SINCE THE ADVENT of the digital universe we live in today, more and more painters embrace computer design programs and digital culture as the vehicle and subject matter of new creations.
In Austin native Eric Ockrassa’s new show at Zoya Tommy Gallery, the interplay between digital and analog is on full display. The 12 abstract, geometric paintings in the show — titled Ocular Resistance and up through early December — speak to what it means to create art in today’s post-analog culture.
While working on his undergrad degree at Texas State, Ockrassa, now 27, struggled to reconcile his dream of becoming a painter and the desire to major in something more marketable. He double majored in painting and graphic design to give himself a fallback plan just in case his artistic dreams didn’t pan out. As Ockrassa attended grad school for painting at UH, where he found himself increasingly relying on his graphic design background as he developed his hard-edge, abstract style. “I wouldn’t be making the paintings I make now if I didn’t have my graphic design background.”
Ockrassa’s paintings begin as sketches in Adobe Illustrator before finalized designs are printed out and turned into vinyl stickers used as stencils for his acrylic paintings. It’s an unforgiving method — a single mistake at one stage in the process means he has to start from scratch — but one that enables the painter to create complex, geometric pieces with painstaking precision.
And true to post-analog sensibilities, the colors the artist used in his new show were inspired by his love for Pokemon Go. “I’m using bright, contrasting colors to create optical movement,” explains Ockrassa, an avid gamer.
Got Game?
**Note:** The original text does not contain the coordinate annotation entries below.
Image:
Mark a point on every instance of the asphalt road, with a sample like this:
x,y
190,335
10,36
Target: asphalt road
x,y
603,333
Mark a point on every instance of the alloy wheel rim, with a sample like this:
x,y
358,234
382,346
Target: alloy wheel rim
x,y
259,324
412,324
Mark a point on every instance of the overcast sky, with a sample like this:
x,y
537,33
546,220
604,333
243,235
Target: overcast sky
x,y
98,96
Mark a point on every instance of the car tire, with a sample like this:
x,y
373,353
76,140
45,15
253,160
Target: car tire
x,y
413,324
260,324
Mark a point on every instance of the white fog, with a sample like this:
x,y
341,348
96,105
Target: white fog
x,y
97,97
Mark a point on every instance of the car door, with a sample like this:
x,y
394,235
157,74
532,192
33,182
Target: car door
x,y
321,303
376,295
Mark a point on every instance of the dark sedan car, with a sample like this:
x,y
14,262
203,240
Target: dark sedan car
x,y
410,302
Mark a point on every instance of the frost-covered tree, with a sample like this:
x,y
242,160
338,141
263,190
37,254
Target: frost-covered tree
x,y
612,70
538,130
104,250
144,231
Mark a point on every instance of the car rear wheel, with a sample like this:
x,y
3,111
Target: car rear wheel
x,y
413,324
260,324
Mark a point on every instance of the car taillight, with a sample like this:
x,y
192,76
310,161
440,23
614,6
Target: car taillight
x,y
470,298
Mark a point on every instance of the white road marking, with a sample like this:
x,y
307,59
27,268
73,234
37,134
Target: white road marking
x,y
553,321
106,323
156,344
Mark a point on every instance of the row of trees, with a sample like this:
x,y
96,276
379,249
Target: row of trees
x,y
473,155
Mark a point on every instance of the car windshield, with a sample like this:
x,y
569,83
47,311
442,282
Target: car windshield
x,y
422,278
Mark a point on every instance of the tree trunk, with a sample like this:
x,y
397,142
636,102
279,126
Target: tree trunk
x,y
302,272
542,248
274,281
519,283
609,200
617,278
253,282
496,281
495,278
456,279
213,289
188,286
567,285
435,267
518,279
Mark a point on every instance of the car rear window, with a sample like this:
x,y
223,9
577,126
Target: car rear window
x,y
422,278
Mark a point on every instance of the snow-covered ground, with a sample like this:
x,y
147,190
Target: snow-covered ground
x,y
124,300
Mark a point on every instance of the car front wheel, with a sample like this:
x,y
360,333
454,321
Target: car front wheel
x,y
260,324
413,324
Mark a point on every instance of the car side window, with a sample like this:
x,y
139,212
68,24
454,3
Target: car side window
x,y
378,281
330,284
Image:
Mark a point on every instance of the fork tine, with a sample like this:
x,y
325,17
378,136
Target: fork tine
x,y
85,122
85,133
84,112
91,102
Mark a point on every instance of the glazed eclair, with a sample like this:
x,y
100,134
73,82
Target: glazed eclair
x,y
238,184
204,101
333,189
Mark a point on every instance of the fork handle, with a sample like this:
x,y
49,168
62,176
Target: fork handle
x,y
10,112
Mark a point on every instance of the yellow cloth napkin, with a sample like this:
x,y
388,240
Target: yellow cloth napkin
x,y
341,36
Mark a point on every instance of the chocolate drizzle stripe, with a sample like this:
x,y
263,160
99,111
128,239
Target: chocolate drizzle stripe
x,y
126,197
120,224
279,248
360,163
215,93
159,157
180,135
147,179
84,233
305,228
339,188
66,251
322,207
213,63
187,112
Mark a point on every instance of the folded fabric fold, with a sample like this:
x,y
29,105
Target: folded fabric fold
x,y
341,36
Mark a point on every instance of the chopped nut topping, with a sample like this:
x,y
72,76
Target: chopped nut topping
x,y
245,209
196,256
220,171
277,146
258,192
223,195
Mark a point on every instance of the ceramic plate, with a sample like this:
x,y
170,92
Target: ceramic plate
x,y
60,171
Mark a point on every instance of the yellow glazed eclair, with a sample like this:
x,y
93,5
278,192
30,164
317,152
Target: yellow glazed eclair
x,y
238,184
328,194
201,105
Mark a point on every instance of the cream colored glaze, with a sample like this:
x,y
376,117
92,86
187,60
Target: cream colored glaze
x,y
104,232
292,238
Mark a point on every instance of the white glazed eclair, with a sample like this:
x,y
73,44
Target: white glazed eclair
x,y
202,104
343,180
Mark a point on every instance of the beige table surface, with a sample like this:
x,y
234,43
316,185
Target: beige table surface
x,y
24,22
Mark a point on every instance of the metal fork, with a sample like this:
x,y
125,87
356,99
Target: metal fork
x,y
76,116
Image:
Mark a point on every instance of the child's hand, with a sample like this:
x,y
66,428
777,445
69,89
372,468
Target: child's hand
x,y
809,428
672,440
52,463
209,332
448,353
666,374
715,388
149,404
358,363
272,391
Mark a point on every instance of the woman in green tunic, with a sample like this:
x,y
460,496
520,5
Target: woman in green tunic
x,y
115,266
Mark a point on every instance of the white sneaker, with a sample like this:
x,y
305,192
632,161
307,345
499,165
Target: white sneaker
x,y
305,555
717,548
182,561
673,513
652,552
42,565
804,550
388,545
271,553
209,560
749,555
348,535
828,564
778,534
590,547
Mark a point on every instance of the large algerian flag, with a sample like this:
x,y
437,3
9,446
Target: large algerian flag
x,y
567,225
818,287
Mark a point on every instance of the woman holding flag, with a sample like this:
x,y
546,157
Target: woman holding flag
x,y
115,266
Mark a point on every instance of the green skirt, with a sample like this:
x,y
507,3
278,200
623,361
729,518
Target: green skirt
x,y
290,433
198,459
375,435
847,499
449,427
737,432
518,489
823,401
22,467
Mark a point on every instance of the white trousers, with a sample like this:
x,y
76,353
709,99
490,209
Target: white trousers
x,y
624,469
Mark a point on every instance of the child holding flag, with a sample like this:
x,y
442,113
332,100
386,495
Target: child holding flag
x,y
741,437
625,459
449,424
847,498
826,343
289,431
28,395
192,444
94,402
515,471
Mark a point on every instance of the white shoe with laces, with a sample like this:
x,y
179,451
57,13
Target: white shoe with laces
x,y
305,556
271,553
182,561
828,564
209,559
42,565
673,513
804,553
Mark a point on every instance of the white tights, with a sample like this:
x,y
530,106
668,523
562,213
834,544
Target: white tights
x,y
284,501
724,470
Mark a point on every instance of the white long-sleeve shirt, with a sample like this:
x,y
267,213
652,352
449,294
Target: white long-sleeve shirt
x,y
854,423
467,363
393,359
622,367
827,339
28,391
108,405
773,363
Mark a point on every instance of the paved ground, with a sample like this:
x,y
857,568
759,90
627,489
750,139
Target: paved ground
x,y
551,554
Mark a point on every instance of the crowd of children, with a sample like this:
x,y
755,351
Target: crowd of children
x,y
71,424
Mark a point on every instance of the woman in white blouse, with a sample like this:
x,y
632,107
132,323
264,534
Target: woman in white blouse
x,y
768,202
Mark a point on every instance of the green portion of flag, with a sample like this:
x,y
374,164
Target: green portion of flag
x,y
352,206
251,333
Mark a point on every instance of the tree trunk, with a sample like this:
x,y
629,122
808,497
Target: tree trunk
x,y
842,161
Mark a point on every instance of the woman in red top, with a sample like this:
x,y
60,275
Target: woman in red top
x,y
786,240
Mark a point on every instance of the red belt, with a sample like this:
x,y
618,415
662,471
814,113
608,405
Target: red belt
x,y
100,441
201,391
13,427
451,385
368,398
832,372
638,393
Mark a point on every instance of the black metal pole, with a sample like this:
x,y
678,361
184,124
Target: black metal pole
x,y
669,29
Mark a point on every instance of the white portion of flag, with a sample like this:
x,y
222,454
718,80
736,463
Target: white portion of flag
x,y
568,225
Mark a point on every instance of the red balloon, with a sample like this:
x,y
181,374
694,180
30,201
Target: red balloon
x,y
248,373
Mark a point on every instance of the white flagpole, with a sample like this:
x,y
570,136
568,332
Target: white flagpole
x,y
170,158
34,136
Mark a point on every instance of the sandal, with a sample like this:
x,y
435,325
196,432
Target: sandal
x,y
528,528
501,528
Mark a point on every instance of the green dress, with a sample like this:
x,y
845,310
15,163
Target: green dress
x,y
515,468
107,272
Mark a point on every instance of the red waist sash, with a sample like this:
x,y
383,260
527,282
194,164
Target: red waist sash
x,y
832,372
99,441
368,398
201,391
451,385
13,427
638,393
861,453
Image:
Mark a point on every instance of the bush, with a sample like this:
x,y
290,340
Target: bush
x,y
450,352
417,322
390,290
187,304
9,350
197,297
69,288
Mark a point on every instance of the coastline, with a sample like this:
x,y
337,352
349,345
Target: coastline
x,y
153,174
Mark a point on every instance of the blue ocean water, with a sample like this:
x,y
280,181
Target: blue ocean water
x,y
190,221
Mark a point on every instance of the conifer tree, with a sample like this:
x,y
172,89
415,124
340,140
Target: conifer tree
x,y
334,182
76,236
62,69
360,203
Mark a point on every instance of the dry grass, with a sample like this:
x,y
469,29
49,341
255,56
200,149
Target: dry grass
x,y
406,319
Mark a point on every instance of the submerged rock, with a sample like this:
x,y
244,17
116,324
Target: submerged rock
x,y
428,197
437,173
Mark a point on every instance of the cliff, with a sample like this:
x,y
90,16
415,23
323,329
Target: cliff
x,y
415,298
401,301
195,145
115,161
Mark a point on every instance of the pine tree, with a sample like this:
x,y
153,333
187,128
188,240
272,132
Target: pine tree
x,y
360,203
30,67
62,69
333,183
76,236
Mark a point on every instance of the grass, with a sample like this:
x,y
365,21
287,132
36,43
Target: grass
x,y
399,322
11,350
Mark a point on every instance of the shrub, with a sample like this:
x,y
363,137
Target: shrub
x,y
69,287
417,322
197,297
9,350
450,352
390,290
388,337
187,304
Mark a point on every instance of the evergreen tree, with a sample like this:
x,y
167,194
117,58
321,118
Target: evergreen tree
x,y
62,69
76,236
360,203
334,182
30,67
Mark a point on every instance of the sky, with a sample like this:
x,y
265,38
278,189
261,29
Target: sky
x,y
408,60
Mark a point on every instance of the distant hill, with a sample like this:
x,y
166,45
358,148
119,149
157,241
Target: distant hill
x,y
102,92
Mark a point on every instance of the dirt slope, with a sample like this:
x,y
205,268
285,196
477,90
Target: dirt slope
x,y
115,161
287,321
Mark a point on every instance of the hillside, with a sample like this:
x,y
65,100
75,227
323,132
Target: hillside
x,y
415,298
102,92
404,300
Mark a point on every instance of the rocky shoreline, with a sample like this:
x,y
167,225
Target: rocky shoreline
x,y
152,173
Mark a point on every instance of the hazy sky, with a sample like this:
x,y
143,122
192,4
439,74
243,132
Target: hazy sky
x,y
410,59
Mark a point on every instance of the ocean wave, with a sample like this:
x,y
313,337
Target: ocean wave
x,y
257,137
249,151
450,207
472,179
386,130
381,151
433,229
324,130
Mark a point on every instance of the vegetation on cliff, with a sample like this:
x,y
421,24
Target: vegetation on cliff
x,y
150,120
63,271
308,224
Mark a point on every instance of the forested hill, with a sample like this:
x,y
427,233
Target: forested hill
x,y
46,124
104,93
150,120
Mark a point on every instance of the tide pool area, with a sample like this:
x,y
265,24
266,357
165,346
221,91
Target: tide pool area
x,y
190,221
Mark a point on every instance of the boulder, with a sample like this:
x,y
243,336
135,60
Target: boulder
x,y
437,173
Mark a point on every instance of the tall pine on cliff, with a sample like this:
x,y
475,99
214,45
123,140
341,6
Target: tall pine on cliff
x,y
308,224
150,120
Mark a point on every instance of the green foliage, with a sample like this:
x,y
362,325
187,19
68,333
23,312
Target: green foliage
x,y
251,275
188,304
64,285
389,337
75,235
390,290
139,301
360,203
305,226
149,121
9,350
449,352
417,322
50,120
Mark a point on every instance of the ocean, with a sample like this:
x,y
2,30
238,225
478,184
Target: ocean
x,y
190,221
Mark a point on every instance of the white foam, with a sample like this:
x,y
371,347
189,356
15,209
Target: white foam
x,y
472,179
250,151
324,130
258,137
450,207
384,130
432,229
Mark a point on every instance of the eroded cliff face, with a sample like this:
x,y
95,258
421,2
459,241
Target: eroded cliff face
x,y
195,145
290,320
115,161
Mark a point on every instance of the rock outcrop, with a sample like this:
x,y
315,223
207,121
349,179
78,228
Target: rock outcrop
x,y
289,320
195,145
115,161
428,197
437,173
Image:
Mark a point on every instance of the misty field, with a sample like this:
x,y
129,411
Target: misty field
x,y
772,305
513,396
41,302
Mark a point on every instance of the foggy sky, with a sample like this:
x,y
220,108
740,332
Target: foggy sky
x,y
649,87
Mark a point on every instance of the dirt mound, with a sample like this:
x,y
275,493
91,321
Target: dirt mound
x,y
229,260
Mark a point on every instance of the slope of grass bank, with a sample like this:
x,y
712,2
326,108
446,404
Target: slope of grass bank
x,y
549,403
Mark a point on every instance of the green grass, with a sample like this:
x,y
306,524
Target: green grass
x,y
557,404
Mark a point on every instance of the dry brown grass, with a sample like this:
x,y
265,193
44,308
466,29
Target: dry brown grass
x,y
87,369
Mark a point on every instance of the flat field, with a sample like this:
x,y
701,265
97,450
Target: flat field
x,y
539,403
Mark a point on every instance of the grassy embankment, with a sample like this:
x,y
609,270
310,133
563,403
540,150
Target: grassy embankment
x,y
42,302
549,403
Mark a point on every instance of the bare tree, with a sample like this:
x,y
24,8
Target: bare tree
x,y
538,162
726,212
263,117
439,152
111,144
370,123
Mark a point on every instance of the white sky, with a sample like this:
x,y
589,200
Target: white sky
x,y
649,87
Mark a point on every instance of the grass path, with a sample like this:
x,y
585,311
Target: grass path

Eric Okrassa’s vibrant, Pokemon-inspired ‘Wibble,’
It’s a winning strategy from Ockrassa. The abstract, geometric shapes populating his pieces seem imbued with an almost electric energy as they pulsate colorfully from within their canvas prisons — not unlike a Pokemon trapped inside a Pokeball. In fact, Ockrassa’s show is one instance where a viewer can look at a painting and think, “Wow. That color really reminds me of a Bulbasaur’s bulb,” and not be all that far off from the artist’s original intent.